Exemple de la pénitence de 7 ans de Nébucadnetsar et de l'absence de pénitence de Pharaon. Dernier appel à embrasser les deux planches de salut : le baptême et la repentance.
# Remarques
1) Sur la théologie naturelle, nous pouvons connaître par nature ce qu'est la repentance : " Les hommes, privés de la lumière du Seigneur, comme nous l'étions nous-mêmes autrefois, connaissent, d'après les seules lumières de la nature, la pénitence, qu'ils définissent un certain mouvement de l'ame que suscite le regret d'une action précédente." (I.) Cela ne signifie pas, signale Tertullien, que les hommes se repentent des mauvaises choses ni qu'ils ne regrettent jamais leurs bonnes actions. Lewis dit pareillement que la foi chrétienne n'est pas la promulgation d'une découverte morale mais appelle à la repentance des personnes qui ont brisé un code moral qu'ils connaissent déjà. Voir aussi remarque 1 dans [[20211202183603]] TERTULLIEN - De la résurrection de la chair.

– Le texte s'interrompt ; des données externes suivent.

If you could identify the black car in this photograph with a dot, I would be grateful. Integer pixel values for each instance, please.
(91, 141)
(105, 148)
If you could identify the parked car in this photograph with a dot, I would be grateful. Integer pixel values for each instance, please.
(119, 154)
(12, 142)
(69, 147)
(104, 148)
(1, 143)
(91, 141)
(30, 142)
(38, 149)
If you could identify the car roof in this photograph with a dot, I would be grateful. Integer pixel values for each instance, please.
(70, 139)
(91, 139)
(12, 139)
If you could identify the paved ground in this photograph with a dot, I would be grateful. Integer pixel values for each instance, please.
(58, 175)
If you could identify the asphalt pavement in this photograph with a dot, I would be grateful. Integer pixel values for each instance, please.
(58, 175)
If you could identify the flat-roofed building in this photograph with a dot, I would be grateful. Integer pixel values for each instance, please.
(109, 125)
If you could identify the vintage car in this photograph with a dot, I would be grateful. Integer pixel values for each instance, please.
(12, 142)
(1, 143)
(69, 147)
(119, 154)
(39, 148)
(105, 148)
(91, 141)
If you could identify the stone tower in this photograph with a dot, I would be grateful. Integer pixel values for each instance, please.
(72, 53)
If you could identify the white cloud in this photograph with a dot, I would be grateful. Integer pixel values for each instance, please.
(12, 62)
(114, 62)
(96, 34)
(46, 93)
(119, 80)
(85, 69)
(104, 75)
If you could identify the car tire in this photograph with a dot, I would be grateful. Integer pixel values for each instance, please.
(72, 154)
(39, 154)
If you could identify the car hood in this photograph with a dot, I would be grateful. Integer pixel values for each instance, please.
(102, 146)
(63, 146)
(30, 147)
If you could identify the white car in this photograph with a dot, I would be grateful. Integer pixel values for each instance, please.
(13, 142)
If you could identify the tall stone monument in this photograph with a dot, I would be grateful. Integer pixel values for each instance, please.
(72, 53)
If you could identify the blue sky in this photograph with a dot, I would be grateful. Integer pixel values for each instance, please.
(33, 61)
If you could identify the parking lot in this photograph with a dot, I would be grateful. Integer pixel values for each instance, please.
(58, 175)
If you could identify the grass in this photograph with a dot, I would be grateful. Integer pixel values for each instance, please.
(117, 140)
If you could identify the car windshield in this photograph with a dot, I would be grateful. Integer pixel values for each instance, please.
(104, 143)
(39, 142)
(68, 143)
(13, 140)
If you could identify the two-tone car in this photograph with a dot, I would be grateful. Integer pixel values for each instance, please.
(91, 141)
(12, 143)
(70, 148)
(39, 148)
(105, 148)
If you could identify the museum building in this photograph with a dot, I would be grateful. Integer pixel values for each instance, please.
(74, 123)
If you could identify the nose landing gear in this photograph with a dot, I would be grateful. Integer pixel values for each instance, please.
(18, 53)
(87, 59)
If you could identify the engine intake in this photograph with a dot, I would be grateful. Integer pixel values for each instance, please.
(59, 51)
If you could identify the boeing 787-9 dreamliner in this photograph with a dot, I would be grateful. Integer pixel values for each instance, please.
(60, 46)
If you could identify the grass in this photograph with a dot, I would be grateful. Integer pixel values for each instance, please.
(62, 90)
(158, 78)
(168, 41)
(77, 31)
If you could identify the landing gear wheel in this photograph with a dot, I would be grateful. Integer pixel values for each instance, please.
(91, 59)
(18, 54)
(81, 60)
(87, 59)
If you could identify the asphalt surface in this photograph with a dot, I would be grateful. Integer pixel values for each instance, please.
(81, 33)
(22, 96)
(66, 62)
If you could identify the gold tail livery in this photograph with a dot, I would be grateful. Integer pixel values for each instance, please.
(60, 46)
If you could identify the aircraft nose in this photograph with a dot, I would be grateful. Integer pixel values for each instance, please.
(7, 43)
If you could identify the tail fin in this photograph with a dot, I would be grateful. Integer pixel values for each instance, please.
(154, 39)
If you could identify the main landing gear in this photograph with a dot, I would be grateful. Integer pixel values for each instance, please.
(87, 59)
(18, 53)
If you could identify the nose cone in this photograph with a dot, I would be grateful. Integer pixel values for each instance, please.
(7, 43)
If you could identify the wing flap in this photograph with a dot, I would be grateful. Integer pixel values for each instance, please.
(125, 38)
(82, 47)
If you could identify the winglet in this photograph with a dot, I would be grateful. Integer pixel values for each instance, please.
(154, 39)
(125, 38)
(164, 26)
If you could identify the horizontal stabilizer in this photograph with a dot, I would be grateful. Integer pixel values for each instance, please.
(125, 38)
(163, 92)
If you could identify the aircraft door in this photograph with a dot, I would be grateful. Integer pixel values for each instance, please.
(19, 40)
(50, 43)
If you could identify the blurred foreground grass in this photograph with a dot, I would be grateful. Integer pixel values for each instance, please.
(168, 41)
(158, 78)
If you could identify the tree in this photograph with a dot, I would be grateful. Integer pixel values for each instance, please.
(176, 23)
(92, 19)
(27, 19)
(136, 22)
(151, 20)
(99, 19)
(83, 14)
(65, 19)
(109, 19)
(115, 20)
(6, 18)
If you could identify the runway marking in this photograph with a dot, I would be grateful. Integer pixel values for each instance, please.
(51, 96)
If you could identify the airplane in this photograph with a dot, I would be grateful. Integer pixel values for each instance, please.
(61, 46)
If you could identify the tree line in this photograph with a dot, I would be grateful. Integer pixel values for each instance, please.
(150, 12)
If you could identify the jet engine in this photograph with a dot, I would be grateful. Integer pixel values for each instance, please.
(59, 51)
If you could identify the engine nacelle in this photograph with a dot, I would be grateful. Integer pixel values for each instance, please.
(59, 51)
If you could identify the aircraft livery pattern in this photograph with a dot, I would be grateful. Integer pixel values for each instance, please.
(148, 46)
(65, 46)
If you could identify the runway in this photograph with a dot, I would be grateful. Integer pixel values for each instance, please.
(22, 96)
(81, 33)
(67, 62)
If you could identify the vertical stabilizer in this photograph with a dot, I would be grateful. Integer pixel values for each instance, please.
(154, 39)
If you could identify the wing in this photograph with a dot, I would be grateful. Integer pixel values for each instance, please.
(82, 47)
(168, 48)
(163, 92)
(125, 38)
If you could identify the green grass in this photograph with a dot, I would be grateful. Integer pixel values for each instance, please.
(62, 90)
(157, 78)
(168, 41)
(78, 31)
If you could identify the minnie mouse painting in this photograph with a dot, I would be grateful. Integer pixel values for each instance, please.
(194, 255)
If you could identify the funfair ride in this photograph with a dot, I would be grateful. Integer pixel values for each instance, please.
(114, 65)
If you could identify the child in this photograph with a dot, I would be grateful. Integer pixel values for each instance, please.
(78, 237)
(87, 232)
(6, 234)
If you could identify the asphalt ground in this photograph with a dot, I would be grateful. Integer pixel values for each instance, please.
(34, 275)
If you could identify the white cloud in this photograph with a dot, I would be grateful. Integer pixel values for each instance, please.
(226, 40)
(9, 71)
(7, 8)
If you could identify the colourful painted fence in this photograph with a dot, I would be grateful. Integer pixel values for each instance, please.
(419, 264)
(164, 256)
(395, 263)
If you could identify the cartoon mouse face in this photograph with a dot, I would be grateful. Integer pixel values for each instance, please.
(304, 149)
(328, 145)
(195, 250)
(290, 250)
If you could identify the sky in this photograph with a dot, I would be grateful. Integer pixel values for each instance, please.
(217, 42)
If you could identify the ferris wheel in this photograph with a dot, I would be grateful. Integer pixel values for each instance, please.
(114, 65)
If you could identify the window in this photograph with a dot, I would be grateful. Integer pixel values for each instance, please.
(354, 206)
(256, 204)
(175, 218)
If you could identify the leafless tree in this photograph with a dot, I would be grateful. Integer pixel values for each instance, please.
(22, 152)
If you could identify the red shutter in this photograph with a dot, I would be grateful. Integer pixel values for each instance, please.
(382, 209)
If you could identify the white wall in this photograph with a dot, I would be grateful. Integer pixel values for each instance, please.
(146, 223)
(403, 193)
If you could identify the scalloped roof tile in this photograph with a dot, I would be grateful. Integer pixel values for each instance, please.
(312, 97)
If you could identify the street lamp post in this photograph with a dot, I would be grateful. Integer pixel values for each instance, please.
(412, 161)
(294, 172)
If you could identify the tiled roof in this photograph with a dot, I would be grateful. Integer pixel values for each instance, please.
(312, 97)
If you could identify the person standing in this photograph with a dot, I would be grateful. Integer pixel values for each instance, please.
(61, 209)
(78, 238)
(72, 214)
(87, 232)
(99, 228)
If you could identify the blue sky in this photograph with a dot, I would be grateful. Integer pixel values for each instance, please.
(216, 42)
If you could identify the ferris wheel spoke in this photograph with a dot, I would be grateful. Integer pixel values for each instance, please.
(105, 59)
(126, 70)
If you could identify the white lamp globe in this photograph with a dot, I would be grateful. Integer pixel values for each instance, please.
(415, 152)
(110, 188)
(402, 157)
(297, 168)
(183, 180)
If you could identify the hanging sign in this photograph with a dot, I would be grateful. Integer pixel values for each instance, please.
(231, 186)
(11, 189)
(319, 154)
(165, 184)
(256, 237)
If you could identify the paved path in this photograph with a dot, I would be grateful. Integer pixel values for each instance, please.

2) Sur la gravité des péchés, en corps comme en pensée : "Ainsi, que personne ne s'autorise de la diversité des substances pour établir qu'un péché est plus léger ou plus grave qu'un autre. La chair et l'esprit appartiennent au même Dieu; l'une fut pétrie par sa main, l'autre créé par son souffle. Puisqu'ils appartiennent également au Seigneur, quelle que soit la substance qui pèche, elle offense également le Seigneur." et plus loin au même chapitre "On nomme les péchés, les uns corporels, les autres spirituels, parce que tout péché se commet par action ou par pensée. Pour qu'il soit corporel, il faut qu'il y ait eu action, parce que le fait peut être vu et touché à la manière d'un corps. Le péché spirituel, c'est celui qui réside dans l'esprit, parce qu'un esprit ne peut ni être vu, ni être saisi. Il est démontré par là qu'il faut éviter et purifier par la pénitence, non-seulement les actions criminelles, mais encore les prévarications de la volonté. Si, en effet, la faiblesse de l'homme ne juge que le fait extérieur, parce qu'elle ne peut descendre dans les ténèbres de la volonté, nous ne devons pas en conclure que nous pouvons, sous l'œil de Dieu, nous endormir sur les crimes de la volonté. Dieu suffit à tout; rien de ce qui peut l'offenser n'est éloigné de sa présence. Puisqu'il connaît tout, il en tient nécessairement compte pour prononcer son jugement; il ne peut ni dissimuler ni mentir à sa propre science." (III.)